In its 2023 second-quarter report, the National Pension Commission said only 25 of the 36 states have joined. This is ridiculous. It leaves the fate of workers in 11 states hanging precariously. They are Bayelsa, Abia, Kogi, Bauchi, Enugu, Imo, Taraba, Sokoto, Ebonyi, Nasarawa, and Oyo. Of the 25, only six and the Federal Capital Territory are faithfully remitting the pension contributions into their workers’ individual Retirement Savings Accounts with their Pension Fund Administrators. The fully compliant states are Osun, Kaduna, Lagos, Ekiti, Edo and Ondo.
In a country that lacks social safety nets, this is very disturbing. Of the 25 that have joined the CPS, remittance into the workers’ RSAs is inconsistent in 18. While some states are deducting pensions from their employees’ salaries, they are not remitting same into their workers’ RSAs.
To bypass the PRA, some states opted for the Contributory Defined Benefits Scheme. The Pension Reform Act came into being in 2004 to stamp out the agony associated with the defunct Defined Benefits Scheme.
This is a clear violation of the intention of the law that any organisation with three or more employees must sign on to the PRA. It aborts the objective of the pension reform to make retirement less arduous for those who slaved in employment.
In contrast, most governors, after serving for a maximum of eight years, enjoy jumbo pensions for the rest of their lives. Apart from the hefty financial annual rewards, some states would build mansions for them at home and Abuja, replace their fleets of vehicles regularly, give them millions of naira for their medicals and pay for their domestic workforce. Some governors retire to the Senate or become ministers, but public employees retire into penury. This is condemnable.
Out of the morass of the Fourth Republic, the pension reform stands out as a progressive win. Instead of the unfunded DBS that accommodated only public sector workers who suffered and died in queues, the CPS includes private sector employees. A few years back, an amendment incorporated artisans. As of June, PenCom noted that its micro pensions plan had attracted 97,000 contributors to the tune of N435 million.
In all, enrolment in the scheme grew from 2.54 million accounts in 2007 to 10.02 million accounts in July with a pot of N17.37 trillion. These days, retirement account holders exit from work with something to fall back on. In comparison, Statista cites the United States ($40.02 trillion), the United Kingdom ($3.75 trillion), Canada ($3.21 trillion), Australia ($2.29 trillion) and the Netherlands ($2.06 trillion) as having the top five highest pension assets in the world in 2021.

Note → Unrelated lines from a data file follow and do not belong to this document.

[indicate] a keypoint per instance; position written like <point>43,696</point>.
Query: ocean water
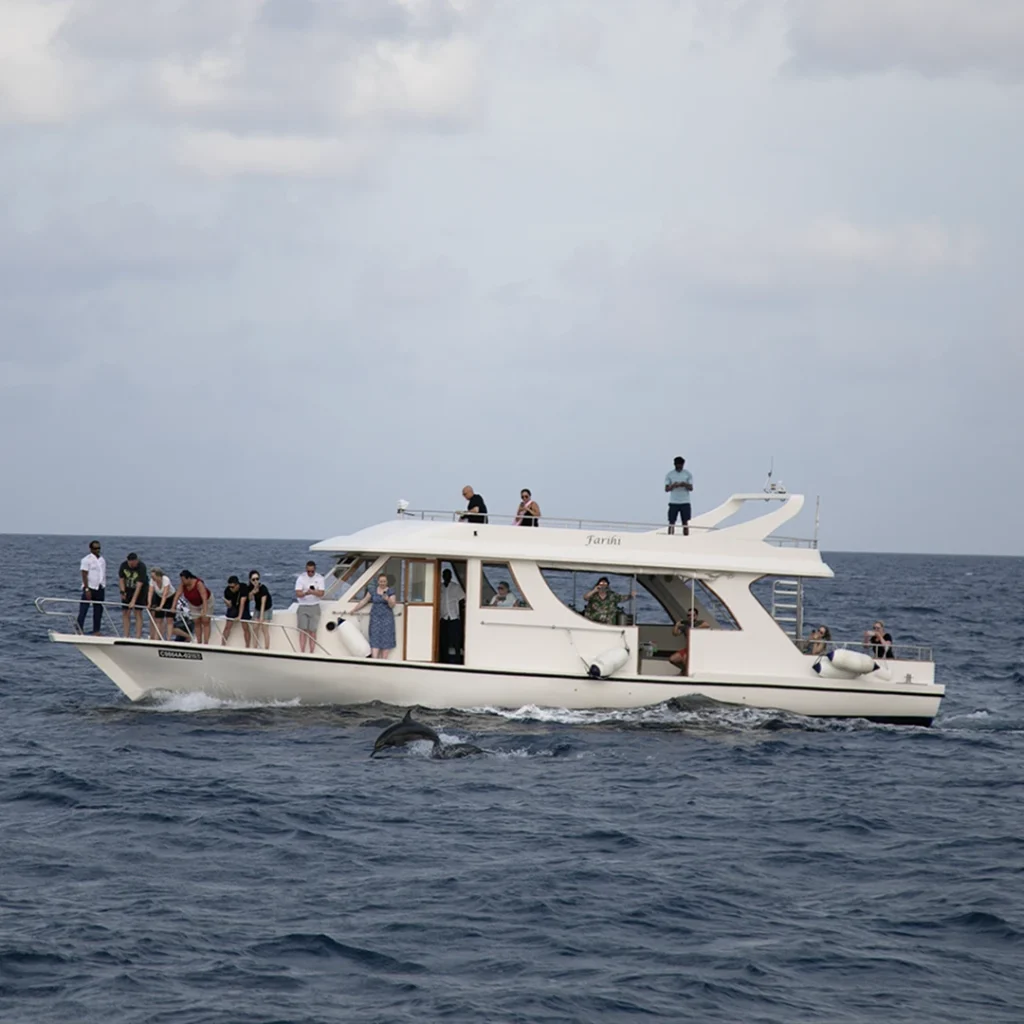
<point>190,861</point>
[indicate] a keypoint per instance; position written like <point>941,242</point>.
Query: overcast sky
<point>268,265</point>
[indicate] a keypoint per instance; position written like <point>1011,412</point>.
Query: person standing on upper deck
<point>308,591</point>
<point>679,485</point>
<point>476,509</point>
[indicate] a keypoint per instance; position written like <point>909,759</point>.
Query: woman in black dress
<point>528,513</point>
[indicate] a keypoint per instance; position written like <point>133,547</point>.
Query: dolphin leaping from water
<point>409,731</point>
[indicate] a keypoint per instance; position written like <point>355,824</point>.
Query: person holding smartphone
<point>308,591</point>
<point>879,641</point>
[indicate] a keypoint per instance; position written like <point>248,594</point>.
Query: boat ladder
<point>787,605</point>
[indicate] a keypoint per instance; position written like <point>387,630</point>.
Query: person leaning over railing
<point>820,638</point>
<point>161,604</point>
<point>262,608</point>
<point>879,642</point>
<point>200,601</point>
<point>681,658</point>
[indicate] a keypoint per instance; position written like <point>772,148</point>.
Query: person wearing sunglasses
<point>528,513</point>
<point>262,608</point>
<point>602,602</point>
<point>93,568</point>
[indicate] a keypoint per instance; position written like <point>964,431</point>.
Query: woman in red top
<point>201,603</point>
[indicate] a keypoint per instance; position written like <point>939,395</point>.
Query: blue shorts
<point>683,511</point>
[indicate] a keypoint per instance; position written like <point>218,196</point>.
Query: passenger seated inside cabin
<point>681,658</point>
<point>504,598</point>
<point>602,602</point>
<point>818,641</point>
<point>878,641</point>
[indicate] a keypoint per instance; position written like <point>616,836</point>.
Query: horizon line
<point>301,540</point>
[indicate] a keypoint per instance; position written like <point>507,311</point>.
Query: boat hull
<point>142,669</point>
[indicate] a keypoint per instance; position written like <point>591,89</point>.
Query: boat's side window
<point>499,588</point>
<point>571,587</point>
<point>711,609</point>
<point>344,573</point>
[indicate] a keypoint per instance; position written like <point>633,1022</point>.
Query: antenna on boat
<point>773,486</point>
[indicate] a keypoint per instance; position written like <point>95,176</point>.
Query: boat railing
<point>598,525</point>
<point>112,624</point>
<point>901,651</point>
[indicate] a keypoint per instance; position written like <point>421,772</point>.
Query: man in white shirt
<point>308,591</point>
<point>93,568</point>
<point>450,634</point>
<point>679,486</point>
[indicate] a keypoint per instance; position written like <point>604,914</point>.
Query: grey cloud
<point>934,38</point>
<point>86,247</point>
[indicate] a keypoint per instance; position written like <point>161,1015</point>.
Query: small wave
<point>197,700</point>
<point>682,713</point>
<point>987,924</point>
<point>300,945</point>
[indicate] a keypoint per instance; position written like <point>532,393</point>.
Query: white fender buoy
<point>826,670</point>
<point>352,639</point>
<point>607,663</point>
<point>850,660</point>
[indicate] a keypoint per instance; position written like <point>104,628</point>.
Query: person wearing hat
<point>679,485</point>
<point>133,580</point>
<point>199,602</point>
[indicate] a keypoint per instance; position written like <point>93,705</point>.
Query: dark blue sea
<point>190,861</point>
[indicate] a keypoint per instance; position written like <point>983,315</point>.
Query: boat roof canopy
<point>744,548</point>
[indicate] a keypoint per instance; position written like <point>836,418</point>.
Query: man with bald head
<point>476,510</point>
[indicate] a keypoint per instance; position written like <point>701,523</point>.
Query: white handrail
<point>569,522</point>
<point>69,608</point>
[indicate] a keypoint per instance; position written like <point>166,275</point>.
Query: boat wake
<point>682,714</point>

Therefore, employees of the federal, state and even private companies must interrogate their employers to protect their future.
The ball is in the court of the Nigeria Labour Congress, the Trade Union Congress, and others like the transport unions to employ all legitimate weapons to compel governors to dutifully implement the PRA, which was amended in 2014 at a ratio of 10:8 per cent to be paid and remitted monthly by the employer and employee respectively.